Est-il nécessaire de réévaluer le principe de laïcité et son application pour tenir compte des évolutions de la société française ? La réponse que nous apportons à cette question est 'oui'. En particulier parce qu’il faut tenir compte d’un fait : l’augmentation du nombre de nos concitoyens de confession musulmane. Il est nécessaire qu’ils puissent vivre leur foi librement et dignement.
Or chacun sait ici que ce n’est pas toujours le cas, que ce n’est pas vrai partout sur le territoire de la République. La question des lieux de culte est donc légitime ; nous avons le devoir d’aider nos concitoyens d’origine musulmane à résoudre ce problème.
Et pour ce qui est du respect du pacte républicain, qui n’est pas compatible avec le communautarisme, la question doit être posée sans tabou et sans stigmatisation, comme nous l’avons fait d’ailleurs en prenant nos responsabilités sur le problème du voile intégral.
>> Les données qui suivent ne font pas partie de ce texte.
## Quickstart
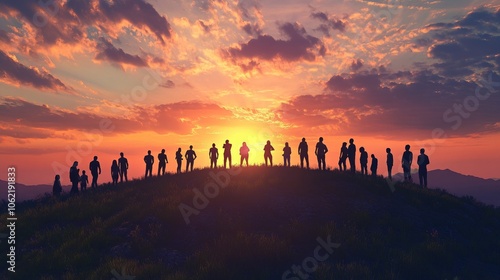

Célébrer, monsieur de Charette, les mérites de la laïcité au moment où souffle un vent de liberté dans le monde arabe, c’est en réalité être utile à tous ceux qui souhaitent dégager un équilibre entre le temporel et le spirituel. Débattre de la laïcité, ce n’est pas être à contre-courant de l’histoire ; c’est au contraire apporter des réponses à la quête d’identité et de liberté des peuples.
"
Une réponse qui n'a donc rien à voir avec l'attaque relayée par Thibault de la Tocnaye.
Ce 1er mars 2011, François Fillon répondait à une question du député du Nouveau Centre Hervé de Charrette. L'élu de Maine-et-Loire qui s'inquiétait de l'organisation d'un débat sur la place de l'islam en France. "Tout fait craindre que ce débat ne conduise à stigmatiser les musulmans de France, à les montrer du doigt", avait lancé le député au Premier ministre, s'interrogeant sur l'opportunité d'un tel débat "au moment où le monde arabe s’est mis en mouvement, dans un élan historique vers la liberté et la démocratie".